If you have a problem, she makes you feel worse
It is typical that you go wrong at school or it went wrong at work and she instead of telling you that everything will be fine, starts to get you ideas that only stress you more.
Get away from them! Believe it or not, many people do it on purpose. Sad but true.
You get the feeling that when you're happy, she gets angry
Something strange happens, but there are many “friends” who cannot see you happy since they are jealous of how well you are doing in life and instead of celebrating with you, they feel offended and even depart from you for a few days .
When she is with you she is one and when she is with her other friends, she is another
If when he is with you he has a way of thinking, but when he is with other friends, he acts totally different ... stay away!
These people are fickle, have no personality of their own and will always go with whoever makes them feel more popular.
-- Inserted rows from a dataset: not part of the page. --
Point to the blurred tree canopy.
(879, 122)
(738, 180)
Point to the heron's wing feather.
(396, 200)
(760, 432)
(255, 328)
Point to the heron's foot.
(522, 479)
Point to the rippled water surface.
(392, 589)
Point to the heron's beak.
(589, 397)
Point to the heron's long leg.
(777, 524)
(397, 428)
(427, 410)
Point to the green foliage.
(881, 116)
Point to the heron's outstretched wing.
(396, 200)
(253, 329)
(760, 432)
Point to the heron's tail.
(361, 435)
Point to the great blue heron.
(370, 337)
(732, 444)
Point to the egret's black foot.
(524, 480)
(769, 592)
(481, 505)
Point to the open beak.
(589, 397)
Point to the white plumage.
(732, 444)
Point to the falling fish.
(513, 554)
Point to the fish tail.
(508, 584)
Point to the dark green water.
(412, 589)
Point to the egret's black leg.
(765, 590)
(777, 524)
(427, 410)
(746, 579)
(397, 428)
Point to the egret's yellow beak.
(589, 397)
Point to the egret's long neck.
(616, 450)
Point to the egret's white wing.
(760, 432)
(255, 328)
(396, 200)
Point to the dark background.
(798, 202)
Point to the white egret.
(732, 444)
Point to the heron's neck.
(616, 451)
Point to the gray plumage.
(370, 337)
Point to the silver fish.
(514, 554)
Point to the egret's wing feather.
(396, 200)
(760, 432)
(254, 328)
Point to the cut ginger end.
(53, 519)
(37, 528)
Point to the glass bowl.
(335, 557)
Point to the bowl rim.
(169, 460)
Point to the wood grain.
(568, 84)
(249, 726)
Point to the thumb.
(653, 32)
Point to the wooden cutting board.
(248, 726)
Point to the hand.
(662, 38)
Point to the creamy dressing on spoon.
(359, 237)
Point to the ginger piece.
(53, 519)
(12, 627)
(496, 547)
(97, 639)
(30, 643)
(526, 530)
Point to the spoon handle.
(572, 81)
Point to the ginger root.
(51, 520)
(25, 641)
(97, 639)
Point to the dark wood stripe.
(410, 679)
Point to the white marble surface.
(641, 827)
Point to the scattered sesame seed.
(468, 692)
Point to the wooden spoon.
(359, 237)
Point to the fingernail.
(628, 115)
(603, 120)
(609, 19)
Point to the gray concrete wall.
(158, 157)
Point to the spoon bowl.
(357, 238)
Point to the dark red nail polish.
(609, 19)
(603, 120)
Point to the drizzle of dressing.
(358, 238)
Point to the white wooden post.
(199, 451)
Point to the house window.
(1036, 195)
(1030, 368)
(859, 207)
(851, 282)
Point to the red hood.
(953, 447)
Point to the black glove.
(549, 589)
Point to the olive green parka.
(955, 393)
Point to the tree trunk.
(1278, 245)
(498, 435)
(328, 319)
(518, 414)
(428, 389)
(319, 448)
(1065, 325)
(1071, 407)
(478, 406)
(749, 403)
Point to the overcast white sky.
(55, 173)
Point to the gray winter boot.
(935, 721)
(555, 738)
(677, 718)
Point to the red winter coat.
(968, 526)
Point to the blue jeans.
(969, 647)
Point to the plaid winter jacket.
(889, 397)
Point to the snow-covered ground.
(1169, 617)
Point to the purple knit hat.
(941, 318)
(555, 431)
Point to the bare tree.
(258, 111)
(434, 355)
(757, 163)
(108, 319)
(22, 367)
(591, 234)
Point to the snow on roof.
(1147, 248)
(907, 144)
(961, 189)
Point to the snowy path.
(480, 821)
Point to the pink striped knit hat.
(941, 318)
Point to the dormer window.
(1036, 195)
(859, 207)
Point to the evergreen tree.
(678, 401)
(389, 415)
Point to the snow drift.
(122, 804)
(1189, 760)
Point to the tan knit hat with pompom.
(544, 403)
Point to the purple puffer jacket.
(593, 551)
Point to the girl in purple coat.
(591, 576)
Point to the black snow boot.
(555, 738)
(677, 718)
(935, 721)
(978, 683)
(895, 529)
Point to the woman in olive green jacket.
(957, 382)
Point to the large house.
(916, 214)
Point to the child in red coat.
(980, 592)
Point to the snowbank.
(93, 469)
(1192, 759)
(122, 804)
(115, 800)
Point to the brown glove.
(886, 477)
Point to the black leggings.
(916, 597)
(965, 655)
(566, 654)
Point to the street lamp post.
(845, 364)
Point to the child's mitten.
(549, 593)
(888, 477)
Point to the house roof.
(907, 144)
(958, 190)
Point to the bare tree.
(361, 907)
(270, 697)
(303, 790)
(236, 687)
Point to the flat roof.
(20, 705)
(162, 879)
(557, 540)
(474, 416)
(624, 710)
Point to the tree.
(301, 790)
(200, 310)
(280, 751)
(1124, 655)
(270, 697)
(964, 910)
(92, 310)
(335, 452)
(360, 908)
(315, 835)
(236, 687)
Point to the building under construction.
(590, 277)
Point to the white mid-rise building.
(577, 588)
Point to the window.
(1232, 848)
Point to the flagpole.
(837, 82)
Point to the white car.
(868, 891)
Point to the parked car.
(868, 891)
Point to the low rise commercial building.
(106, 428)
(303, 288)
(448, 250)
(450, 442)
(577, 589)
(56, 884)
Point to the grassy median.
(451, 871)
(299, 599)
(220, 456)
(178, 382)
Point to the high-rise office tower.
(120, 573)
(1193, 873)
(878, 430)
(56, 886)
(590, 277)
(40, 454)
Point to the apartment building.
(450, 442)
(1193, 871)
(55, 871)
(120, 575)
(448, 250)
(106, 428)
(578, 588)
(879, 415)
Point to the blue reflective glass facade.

They are excellent for lying and you don't have to endure your personality changes, it's that simple.
It does not return your things that it takes “borrowed” or wants you to always pay your departures
You have to talk to the truth, and that means dealing with this point that is very common.
If you usually never pay for your outings (to the movies, meals, bars, etc ...) and you never return that bracelet or chain that you lent, say bye.
Unfortunately, there are friends who even feel offended when you ask them for that accessory that you lent them 5 months ago, or when you tell them to give you half of what they spent on the food.
Instead of being her friend, you have become her slave
Many times without realizing it we fall into that dangerous area where we want to “look good” and we go out of our way for that friend, so she doesn't get angry and thus make her happy.
I know because it happened to me. I remember living stressed for always checking my cell phone and being able to answer it as quickly as possible when he sent me a message or always trying to say the right words to confirm that she was "perfect."
I reached a point where I felt totally tied to her needs and in fact I felt great relief when she went on vacation and knew nothing about her.
You have never heard her say the words ...
Excuse me, sorry, it wasn't my intention, it won't happen again, etc ...
He loves to live doing drama
Keep in mind that a friend who loves to live constantly in the drama, always tries to integrate you so that you support her and reaffirm that she is doing well.
If you don't do it, she does even more drama and throws it for you to lift. It is tired to live like this, and you don't have to endure it!
Just listen to what you want to hear
Simply put, if you tell her the truth about a subject and it is not what she expected to hear, she does not believe you and even gets mad at you (as if you were to blame).
If you feel identified with any of these situations, believe me ... it will make you better to end up with your "best friend".